When I launch a linguistic accommodation initiative, I receive no money from my province to carry out that kind of activity. We are trying to convince the province to support us. Two ministries are responsible for education in Ontario: the Ministry of Education and the Ministry of Training, Colleges and Universities. The first one provides funding for this kind of activity, but not the second one.
You're right: these initiatives are not expensive, but I still have to ensure that they are self-financing. For example, I have to go and see merchants or the owner of the newspaper Le Voyageur to negotiate an agreement and ask them to help me, because I don't have much money. It's sad.
Yet investment in these kinds of activities yields absolutely amazing results. It is an investment in our young people's future. The government would not have to spend large amounts of money. I would like to see the federal government create and endorse a policy of linguistic accommodation.
I am neither for nor against anyone. Mr. Gerard Kennedy, the Minister of Education for Ontario, launched a provincial policy which was a success in Ontario and didn't cost much. When a policy turns out to be attractive, why not extend it to the rest of the country? How can we go about doing that?
Because we have no jurisdiction outside the province, we need a kind of national sponsor to support us by giving us $2,000 to buy books, so that we can give a Franco-Ontarian graduate a literary work.

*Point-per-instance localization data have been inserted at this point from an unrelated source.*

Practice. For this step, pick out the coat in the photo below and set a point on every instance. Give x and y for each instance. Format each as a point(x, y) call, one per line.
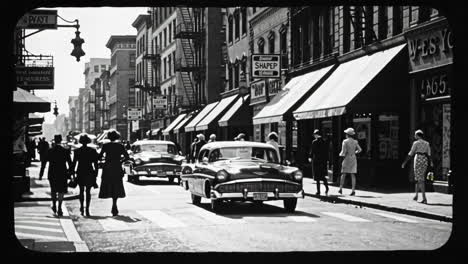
point(348, 152)
point(58, 174)
point(112, 172)
point(86, 157)
point(319, 155)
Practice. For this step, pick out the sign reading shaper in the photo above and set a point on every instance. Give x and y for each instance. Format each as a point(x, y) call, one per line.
point(134, 114)
point(39, 19)
point(266, 66)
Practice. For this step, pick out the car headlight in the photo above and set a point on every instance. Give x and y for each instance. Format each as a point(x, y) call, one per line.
point(298, 175)
point(222, 175)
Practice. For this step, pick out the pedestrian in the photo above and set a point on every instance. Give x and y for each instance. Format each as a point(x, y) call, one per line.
point(58, 159)
point(319, 156)
point(212, 138)
point(43, 149)
point(350, 147)
point(422, 160)
point(112, 173)
point(272, 139)
point(86, 172)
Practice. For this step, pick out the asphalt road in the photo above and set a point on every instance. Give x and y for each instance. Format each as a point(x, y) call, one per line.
point(157, 216)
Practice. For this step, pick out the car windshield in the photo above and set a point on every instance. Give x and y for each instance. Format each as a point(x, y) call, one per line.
point(163, 148)
point(243, 153)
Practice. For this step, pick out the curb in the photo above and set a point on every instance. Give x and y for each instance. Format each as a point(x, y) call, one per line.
point(384, 207)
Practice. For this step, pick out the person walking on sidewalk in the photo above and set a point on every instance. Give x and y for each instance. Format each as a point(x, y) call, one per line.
point(349, 149)
point(86, 174)
point(422, 159)
point(43, 148)
point(318, 155)
point(112, 173)
point(58, 159)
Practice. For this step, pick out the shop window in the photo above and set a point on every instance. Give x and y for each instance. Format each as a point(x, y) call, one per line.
point(387, 137)
point(362, 126)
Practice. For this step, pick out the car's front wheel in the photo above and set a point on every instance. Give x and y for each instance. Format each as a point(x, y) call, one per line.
point(290, 204)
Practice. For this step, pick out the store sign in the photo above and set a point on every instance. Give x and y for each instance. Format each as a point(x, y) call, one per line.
point(430, 49)
point(257, 92)
point(274, 86)
point(134, 114)
point(160, 102)
point(266, 66)
point(39, 19)
point(35, 78)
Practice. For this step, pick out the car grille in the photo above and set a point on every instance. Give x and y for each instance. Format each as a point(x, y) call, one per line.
point(259, 187)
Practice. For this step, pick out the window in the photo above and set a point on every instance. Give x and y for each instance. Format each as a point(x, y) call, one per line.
point(244, 20)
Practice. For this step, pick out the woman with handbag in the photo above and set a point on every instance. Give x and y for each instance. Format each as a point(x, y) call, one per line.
point(86, 158)
point(422, 160)
point(112, 173)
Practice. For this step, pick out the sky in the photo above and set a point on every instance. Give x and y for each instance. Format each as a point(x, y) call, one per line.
point(96, 27)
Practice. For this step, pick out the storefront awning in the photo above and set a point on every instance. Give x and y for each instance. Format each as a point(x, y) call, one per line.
point(220, 108)
point(28, 102)
point(173, 124)
point(227, 118)
point(345, 83)
point(191, 126)
point(291, 93)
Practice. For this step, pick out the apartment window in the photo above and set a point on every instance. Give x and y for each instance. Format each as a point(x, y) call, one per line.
point(230, 30)
point(244, 20)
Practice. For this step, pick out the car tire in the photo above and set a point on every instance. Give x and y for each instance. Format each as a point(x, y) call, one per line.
point(290, 205)
point(196, 199)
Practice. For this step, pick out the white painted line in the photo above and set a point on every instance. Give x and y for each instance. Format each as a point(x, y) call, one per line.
point(161, 219)
point(300, 218)
point(399, 218)
point(20, 234)
point(346, 217)
point(110, 224)
point(54, 230)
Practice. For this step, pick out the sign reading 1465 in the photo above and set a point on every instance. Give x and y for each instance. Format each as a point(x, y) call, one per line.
point(266, 66)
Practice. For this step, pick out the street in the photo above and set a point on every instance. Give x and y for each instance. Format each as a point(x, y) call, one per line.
point(157, 216)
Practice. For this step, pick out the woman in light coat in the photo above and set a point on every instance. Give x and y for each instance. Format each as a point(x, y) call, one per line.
point(349, 149)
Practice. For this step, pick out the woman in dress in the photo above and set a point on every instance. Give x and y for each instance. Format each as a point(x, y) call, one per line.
point(422, 158)
point(85, 174)
point(58, 158)
point(349, 149)
point(112, 173)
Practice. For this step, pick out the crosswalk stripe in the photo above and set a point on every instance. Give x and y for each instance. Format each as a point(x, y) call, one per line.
point(346, 217)
point(161, 219)
point(399, 218)
point(25, 235)
point(38, 228)
point(110, 224)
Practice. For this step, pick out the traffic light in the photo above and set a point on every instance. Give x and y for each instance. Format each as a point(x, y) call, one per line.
point(77, 42)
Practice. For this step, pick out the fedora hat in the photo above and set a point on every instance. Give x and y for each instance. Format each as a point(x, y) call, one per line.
point(350, 131)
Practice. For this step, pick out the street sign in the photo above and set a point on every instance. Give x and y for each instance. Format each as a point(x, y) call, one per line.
point(35, 78)
point(134, 114)
point(266, 66)
point(160, 102)
point(39, 19)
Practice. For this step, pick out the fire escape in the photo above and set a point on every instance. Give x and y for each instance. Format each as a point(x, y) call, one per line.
point(188, 66)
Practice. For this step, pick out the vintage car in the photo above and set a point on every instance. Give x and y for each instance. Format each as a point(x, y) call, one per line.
point(153, 158)
point(241, 171)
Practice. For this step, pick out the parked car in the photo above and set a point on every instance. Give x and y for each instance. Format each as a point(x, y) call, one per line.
point(241, 171)
point(153, 158)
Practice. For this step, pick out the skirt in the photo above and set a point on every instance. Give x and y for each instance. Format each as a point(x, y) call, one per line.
point(420, 167)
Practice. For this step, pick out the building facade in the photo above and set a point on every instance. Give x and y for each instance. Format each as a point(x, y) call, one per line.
point(121, 79)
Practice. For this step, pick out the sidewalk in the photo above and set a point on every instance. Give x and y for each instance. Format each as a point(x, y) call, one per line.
point(40, 189)
point(439, 206)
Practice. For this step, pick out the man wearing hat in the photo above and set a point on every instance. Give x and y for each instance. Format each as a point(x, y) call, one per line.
point(349, 149)
point(318, 155)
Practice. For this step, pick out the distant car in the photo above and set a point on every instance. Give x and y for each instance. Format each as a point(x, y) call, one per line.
point(241, 171)
point(153, 158)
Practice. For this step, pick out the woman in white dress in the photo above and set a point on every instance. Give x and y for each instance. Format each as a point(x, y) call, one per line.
point(349, 149)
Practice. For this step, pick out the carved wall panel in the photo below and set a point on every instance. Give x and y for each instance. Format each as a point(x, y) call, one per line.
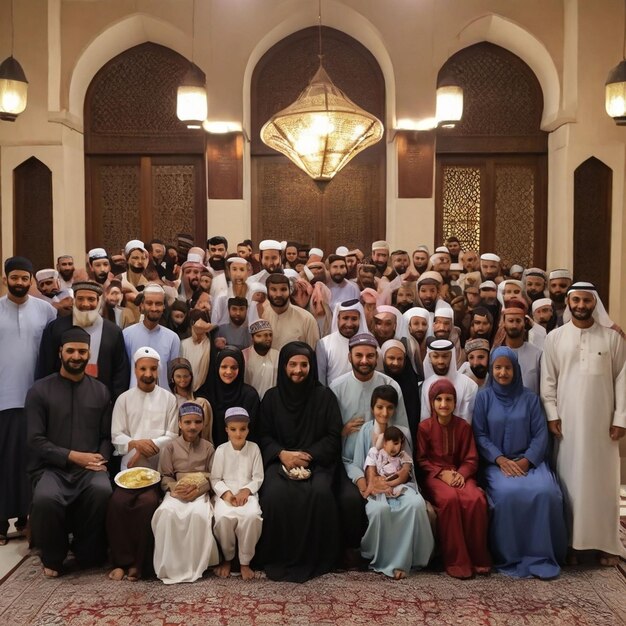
point(32, 207)
point(593, 181)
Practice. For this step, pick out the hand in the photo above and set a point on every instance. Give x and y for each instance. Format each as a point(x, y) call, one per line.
point(509, 467)
point(242, 497)
point(554, 427)
point(146, 447)
point(297, 458)
point(353, 426)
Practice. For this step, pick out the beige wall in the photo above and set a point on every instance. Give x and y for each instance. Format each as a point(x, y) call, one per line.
point(570, 44)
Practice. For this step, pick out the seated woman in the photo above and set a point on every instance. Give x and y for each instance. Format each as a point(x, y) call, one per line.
point(448, 461)
point(299, 427)
point(398, 536)
point(527, 535)
point(184, 545)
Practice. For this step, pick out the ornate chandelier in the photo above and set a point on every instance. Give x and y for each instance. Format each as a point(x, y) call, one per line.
point(323, 129)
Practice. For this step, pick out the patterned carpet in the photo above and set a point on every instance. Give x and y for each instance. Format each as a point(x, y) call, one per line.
point(582, 596)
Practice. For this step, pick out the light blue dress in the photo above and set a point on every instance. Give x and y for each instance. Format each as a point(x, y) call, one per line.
point(527, 534)
point(398, 536)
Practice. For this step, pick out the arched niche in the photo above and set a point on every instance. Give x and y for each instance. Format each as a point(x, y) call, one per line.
point(492, 166)
point(145, 171)
point(593, 182)
point(350, 210)
point(32, 207)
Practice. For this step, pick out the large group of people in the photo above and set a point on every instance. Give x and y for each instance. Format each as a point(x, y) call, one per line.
point(305, 412)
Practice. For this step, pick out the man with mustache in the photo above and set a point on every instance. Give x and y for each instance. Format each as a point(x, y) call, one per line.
point(22, 322)
point(69, 435)
point(108, 361)
point(145, 418)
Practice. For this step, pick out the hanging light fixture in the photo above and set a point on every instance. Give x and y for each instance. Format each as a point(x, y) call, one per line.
point(191, 98)
point(615, 87)
point(13, 84)
point(449, 109)
point(322, 130)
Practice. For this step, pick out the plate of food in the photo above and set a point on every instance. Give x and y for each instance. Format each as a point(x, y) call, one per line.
point(137, 478)
point(297, 473)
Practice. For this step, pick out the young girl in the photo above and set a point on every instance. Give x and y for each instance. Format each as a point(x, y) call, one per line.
point(184, 546)
point(398, 536)
point(448, 459)
point(180, 378)
point(387, 459)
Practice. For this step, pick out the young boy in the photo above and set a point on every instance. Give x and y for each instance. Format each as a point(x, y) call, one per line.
point(236, 477)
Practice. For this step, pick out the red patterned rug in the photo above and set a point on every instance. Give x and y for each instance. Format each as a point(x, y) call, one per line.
point(582, 596)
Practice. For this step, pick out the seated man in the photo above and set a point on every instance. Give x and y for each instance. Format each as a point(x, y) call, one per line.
point(69, 435)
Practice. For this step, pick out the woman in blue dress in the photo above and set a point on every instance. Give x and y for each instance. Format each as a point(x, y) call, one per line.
point(398, 536)
point(527, 533)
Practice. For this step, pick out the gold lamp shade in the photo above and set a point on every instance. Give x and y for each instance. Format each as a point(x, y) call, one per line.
point(322, 130)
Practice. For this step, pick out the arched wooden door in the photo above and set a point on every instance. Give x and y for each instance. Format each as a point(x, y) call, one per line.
point(286, 203)
point(145, 171)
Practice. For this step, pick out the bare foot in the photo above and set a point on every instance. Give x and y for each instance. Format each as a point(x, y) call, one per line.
point(116, 574)
point(223, 570)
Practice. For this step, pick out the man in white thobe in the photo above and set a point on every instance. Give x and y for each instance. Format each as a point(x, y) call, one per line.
point(583, 389)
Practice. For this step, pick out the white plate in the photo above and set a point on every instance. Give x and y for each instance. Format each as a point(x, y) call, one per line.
point(155, 477)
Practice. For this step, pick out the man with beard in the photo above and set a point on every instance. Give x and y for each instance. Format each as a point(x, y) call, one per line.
point(534, 282)
point(108, 361)
point(559, 282)
point(288, 322)
point(332, 350)
point(341, 289)
point(583, 389)
point(236, 330)
point(271, 261)
point(528, 355)
point(145, 418)
point(477, 365)
point(261, 359)
point(66, 269)
point(99, 265)
point(22, 322)
point(69, 436)
point(48, 283)
point(150, 333)
point(421, 258)
point(440, 362)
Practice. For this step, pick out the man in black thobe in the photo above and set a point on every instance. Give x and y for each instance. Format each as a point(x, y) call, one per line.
point(69, 437)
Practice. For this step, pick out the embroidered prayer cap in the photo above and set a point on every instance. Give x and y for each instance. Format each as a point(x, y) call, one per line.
point(259, 326)
point(190, 408)
point(97, 253)
point(146, 353)
point(134, 244)
point(380, 245)
point(432, 276)
point(76, 334)
point(476, 344)
point(18, 263)
point(542, 302)
point(87, 285)
point(46, 274)
point(270, 244)
point(363, 339)
point(561, 273)
point(490, 256)
point(236, 414)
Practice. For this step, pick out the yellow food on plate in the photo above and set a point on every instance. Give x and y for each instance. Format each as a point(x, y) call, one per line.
point(138, 478)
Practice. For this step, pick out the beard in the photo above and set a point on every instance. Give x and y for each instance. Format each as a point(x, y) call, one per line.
point(85, 318)
point(19, 291)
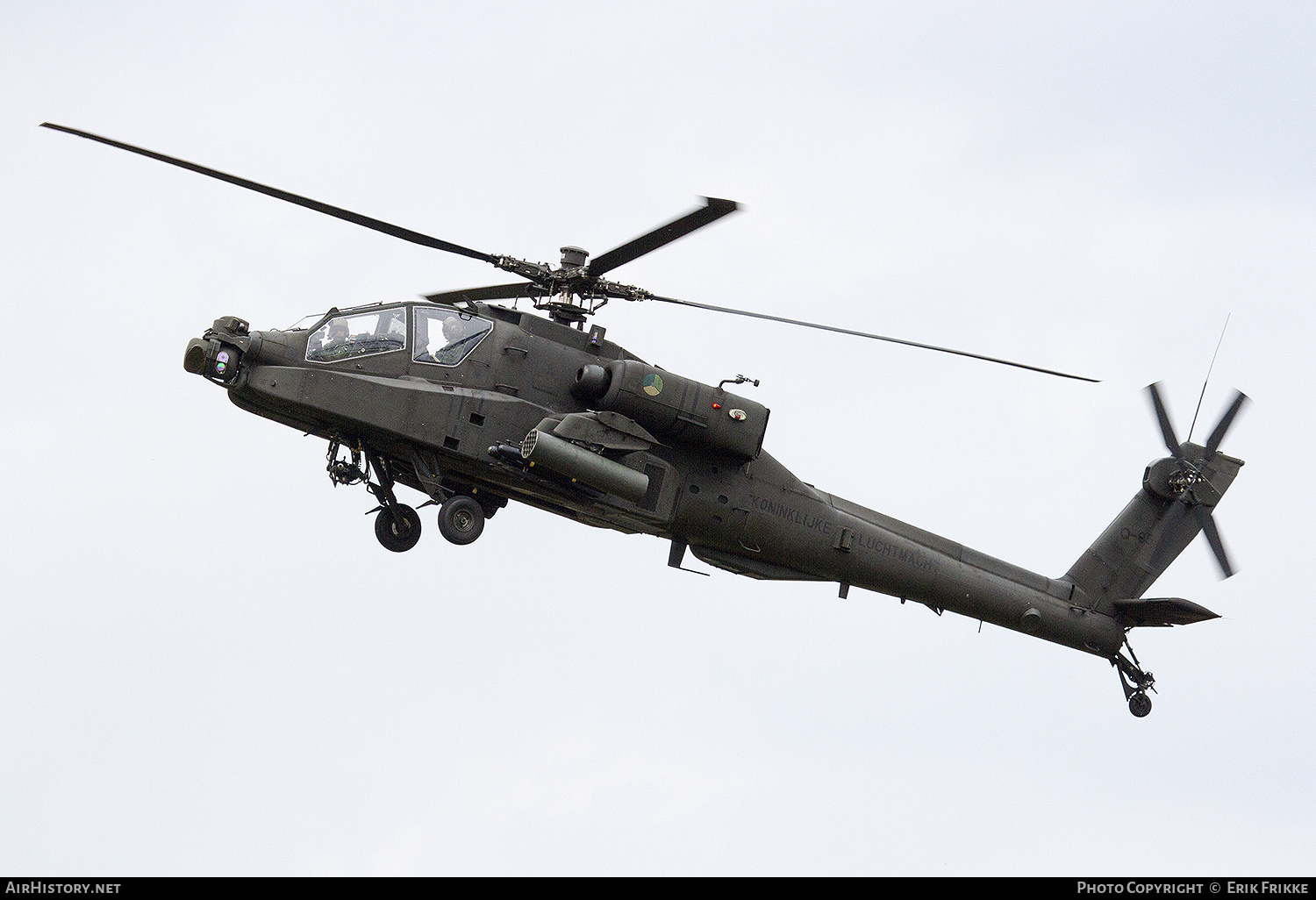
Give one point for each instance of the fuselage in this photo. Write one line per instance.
(449, 418)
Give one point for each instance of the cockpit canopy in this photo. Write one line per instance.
(442, 336)
(358, 334)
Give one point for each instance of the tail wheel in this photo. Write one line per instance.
(461, 518)
(397, 528)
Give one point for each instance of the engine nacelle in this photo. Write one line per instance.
(679, 410)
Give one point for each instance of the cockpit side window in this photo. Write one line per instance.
(360, 334)
(445, 337)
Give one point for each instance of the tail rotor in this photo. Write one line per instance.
(1186, 479)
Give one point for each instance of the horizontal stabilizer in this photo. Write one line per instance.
(1161, 611)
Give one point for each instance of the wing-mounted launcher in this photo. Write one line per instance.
(674, 408)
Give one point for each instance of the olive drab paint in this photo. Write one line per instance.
(476, 404)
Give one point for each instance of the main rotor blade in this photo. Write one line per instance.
(876, 337)
(1218, 546)
(492, 292)
(1171, 442)
(1226, 421)
(710, 212)
(347, 215)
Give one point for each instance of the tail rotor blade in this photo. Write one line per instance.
(1218, 546)
(1226, 421)
(1171, 442)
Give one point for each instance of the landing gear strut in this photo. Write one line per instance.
(1134, 682)
(397, 525)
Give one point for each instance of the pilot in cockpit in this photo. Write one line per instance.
(339, 334)
(454, 329)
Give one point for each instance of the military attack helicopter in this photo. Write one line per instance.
(476, 404)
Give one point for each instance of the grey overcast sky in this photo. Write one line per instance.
(210, 666)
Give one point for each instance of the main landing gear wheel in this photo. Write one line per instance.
(397, 528)
(1134, 681)
(461, 518)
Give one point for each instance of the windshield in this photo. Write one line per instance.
(445, 337)
(362, 334)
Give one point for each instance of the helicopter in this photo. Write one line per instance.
(476, 404)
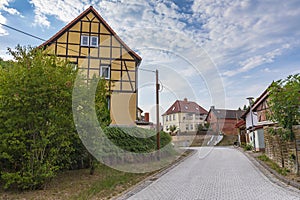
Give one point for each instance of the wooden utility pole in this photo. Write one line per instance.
(157, 113)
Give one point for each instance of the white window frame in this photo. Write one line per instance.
(91, 40)
(82, 39)
(101, 71)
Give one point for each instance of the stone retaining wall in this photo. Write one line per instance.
(280, 151)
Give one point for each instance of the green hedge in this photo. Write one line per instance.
(134, 139)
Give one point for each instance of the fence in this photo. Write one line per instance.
(280, 151)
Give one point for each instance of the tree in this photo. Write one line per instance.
(284, 104)
(36, 127)
(173, 129)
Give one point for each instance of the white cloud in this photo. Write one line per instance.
(256, 61)
(4, 7)
(247, 33)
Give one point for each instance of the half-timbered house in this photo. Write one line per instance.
(90, 43)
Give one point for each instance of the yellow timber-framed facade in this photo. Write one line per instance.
(90, 43)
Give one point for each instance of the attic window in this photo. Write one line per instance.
(85, 40)
(89, 41)
(105, 71)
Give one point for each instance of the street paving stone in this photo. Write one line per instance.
(216, 173)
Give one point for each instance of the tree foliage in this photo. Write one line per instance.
(36, 127)
(284, 103)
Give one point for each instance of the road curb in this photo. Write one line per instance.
(271, 174)
(149, 180)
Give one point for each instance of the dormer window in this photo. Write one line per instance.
(85, 40)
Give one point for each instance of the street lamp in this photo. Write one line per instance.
(157, 88)
(250, 99)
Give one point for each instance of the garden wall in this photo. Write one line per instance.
(280, 151)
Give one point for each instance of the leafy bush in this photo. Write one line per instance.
(136, 139)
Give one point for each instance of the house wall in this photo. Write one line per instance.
(249, 120)
(226, 126)
(185, 122)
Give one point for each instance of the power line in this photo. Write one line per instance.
(146, 70)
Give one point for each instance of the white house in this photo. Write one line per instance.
(185, 115)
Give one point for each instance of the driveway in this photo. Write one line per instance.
(215, 173)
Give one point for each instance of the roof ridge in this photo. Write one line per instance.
(85, 12)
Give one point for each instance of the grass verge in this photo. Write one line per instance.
(106, 183)
(273, 165)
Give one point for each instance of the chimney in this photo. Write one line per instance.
(146, 117)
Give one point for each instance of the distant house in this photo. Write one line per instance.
(92, 45)
(254, 132)
(256, 122)
(223, 121)
(185, 115)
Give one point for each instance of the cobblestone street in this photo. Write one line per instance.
(216, 173)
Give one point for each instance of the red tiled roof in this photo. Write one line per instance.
(240, 123)
(84, 13)
(226, 114)
(185, 107)
(257, 102)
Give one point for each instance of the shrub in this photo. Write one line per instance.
(248, 147)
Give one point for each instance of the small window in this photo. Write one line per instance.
(84, 40)
(105, 71)
(94, 41)
(187, 127)
(108, 102)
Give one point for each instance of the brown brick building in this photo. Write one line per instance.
(223, 121)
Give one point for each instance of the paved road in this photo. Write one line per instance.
(218, 173)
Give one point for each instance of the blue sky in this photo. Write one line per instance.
(214, 52)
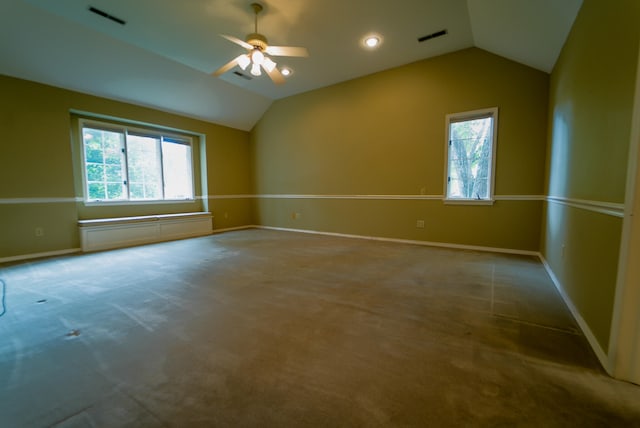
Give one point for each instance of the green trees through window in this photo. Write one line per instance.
(470, 155)
(125, 165)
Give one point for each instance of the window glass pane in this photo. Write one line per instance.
(143, 161)
(178, 182)
(470, 156)
(103, 163)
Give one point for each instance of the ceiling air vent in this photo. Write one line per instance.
(244, 76)
(106, 15)
(432, 35)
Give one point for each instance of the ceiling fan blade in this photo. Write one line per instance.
(228, 66)
(287, 51)
(275, 75)
(237, 41)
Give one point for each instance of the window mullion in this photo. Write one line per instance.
(125, 152)
(160, 154)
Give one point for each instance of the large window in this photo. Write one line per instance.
(471, 148)
(127, 164)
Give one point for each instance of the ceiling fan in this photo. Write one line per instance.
(258, 51)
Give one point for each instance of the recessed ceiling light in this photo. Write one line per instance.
(372, 41)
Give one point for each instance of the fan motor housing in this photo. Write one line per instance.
(257, 40)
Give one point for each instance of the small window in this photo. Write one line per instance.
(471, 148)
(125, 164)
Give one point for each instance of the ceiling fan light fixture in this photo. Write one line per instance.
(255, 69)
(244, 61)
(268, 64)
(257, 57)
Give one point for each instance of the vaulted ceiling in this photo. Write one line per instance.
(164, 55)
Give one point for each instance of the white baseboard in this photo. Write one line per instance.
(105, 234)
(231, 229)
(39, 255)
(591, 338)
(408, 241)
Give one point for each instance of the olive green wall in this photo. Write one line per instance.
(384, 134)
(590, 113)
(38, 187)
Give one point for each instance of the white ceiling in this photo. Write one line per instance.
(164, 56)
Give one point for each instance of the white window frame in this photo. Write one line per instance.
(461, 117)
(126, 129)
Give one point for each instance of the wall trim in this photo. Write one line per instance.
(13, 201)
(406, 241)
(240, 196)
(386, 197)
(591, 338)
(231, 229)
(607, 208)
(39, 255)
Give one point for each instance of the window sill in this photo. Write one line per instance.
(469, 201)
(156, 202)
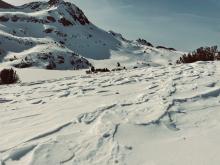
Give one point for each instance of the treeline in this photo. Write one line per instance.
(201, 54)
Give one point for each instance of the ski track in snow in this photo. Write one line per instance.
(83, 119)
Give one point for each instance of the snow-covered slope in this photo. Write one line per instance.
(155, 115)
(58, 34)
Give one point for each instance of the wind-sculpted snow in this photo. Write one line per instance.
(154, 115)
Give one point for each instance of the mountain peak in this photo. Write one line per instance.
(5, 5)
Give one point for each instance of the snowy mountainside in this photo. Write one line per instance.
(58, 34)
(169, 115)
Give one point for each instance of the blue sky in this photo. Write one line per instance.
(183, 24)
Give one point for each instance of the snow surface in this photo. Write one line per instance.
(164, 115)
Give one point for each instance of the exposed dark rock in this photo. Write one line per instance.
(65, 22)
(5, 5)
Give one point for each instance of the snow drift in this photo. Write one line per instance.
(57, 35)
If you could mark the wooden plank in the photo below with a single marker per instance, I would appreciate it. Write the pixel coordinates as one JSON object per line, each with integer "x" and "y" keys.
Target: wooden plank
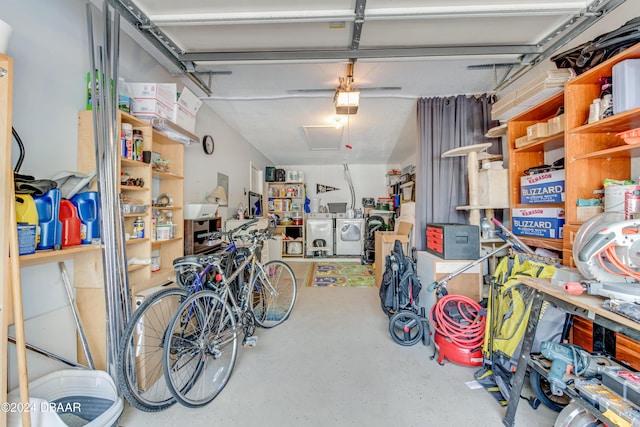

Every time one of my young students reads L'Hebdo, Le Voyageur, La Tribune, or the Timmins Le Soleil , I am encouraging the person who wrote the article. Subsequently, he or she will come to me and ask whether I know any reporters, and if I have a journalism program.
At that point, a process begins that makes it possible to nurture the entrepreneur, to encourage that young person, and that results in a quality product that I will incorporate into my courses. Students do not only read the newspapers; they also have to do the work associated with that.
I also need help to develop an Ontario genealogical project. In fact, starting next year, I am considering including a genealogical component in my courses, because I believe that if you don't know where you're from, you cannot possibly know where you're going.